In fact, we shall search history in vain for any Church that actually lives up to the image of its founder. We may deplore aspects of the Reformation, but it at least acknowledged this. Of course imperfection exists in particular members of a church, but it also seems actually to exist in what we call the Body of Christ, even in the Pope’s official self. This imperfection, however pardonable by God, may result in less than perfect ecclesiastical ways.
We have to ask who is the arbiter of perfection, and to deduce that the final arbiter of Tightness can only be the individual, or the Holy Spirit working in the individual; which is what the Reformers believed. This attitude, however modified into ecclesiastical discipline, can only result in a fissiparous organism. As, indeed, it has done. When I look at its results, at Anglicans, Methodists and the Free Churches, and the Roman and Orthodox versions of faith, I ask where we stand who are now a threatened minority of the Church of England?

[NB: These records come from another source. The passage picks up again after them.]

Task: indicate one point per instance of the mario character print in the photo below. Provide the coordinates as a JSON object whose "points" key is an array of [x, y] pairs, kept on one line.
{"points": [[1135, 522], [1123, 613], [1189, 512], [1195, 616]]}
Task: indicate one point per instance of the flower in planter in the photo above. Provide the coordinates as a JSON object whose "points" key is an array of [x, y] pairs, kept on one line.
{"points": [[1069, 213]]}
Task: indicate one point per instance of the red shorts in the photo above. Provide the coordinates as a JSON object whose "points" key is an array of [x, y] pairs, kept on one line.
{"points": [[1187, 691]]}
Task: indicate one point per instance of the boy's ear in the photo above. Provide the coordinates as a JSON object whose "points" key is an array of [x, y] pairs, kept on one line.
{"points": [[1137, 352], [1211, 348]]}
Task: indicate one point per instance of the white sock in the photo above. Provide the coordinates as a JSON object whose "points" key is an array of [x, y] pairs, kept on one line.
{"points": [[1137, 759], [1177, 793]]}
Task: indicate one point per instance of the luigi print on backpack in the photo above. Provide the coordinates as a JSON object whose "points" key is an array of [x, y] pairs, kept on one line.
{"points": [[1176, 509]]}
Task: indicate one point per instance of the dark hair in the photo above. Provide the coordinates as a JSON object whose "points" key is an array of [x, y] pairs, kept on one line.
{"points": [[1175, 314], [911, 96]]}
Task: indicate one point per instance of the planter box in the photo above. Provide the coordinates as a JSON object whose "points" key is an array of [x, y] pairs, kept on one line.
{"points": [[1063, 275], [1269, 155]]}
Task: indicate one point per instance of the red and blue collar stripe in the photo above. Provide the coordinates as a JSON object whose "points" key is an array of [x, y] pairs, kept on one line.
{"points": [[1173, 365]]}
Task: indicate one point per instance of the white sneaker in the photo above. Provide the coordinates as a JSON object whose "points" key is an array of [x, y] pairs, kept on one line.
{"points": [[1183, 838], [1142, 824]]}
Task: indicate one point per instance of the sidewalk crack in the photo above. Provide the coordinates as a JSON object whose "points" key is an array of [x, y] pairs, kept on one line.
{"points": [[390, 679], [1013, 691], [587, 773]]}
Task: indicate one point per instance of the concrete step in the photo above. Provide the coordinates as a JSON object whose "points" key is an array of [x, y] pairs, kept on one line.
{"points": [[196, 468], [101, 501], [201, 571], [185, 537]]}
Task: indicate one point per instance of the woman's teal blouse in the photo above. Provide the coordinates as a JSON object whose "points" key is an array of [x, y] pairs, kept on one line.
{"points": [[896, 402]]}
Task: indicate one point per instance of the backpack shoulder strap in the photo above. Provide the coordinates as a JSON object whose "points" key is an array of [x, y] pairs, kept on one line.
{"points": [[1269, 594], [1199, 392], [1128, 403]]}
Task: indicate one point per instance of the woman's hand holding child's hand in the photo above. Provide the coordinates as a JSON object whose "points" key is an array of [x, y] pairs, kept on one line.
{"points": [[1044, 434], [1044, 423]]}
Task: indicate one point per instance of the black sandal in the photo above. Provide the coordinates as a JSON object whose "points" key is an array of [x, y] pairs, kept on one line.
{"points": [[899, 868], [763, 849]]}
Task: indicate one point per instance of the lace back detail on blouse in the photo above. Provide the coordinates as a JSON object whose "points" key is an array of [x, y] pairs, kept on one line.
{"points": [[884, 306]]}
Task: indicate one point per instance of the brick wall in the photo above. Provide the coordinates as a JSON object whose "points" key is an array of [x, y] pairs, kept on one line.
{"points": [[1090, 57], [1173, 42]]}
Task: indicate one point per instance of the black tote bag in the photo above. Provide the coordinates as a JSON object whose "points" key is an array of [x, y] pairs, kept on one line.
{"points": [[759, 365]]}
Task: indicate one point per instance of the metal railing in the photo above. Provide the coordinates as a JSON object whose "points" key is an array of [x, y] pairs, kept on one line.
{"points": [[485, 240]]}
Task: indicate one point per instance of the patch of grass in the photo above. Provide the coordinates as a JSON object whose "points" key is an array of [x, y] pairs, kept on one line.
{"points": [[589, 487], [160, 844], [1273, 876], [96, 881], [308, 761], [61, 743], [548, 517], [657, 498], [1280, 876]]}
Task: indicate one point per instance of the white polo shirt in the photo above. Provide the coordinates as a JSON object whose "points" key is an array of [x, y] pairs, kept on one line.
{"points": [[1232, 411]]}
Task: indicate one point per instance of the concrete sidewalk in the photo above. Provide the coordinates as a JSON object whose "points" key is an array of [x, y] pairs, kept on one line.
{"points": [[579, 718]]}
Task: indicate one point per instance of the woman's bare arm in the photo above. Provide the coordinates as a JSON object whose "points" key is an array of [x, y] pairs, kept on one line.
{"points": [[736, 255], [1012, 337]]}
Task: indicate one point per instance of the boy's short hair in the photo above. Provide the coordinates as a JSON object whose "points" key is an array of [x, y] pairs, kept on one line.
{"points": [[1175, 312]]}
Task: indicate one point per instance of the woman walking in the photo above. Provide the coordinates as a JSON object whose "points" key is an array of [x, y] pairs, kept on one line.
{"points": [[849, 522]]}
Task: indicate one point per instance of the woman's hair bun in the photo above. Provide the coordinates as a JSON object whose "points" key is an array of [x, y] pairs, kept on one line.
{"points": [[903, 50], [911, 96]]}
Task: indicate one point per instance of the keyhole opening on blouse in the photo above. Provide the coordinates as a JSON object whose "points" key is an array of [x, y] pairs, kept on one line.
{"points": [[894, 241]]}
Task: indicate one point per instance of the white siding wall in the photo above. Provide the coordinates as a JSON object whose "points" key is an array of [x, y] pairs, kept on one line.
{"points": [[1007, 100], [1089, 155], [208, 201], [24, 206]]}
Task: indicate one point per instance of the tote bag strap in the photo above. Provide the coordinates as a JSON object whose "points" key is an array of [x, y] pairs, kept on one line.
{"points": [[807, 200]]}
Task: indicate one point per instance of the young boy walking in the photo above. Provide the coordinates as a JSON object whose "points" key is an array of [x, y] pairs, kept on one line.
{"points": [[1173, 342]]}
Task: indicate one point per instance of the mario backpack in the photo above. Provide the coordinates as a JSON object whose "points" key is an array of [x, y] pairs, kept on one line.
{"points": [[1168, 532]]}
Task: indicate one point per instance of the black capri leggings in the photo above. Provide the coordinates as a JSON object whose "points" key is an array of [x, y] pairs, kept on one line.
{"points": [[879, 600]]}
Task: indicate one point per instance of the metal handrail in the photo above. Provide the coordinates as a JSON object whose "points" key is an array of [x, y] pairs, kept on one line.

We are saying to the liberal wing, whose bishops seldom stop speaking about the inclusive Church, ‘Include us. We are Protestants, and we have protested; but we are not advocates of splitting in itself. There is not room for more Simone Weils. We have suggested an end to splitting, by concentrating on returning to some form of closer association with our former Church of Rome.
‘We shall not abandon our efforts to persuade you, but if you persist in measures that widen the gap, rather than the reverse, the day may come when we shall find the imperfection of Rome closer to the true Body of Christ than the imperfection of Canterbury – or whatever stands now for the wider Anglican Church.’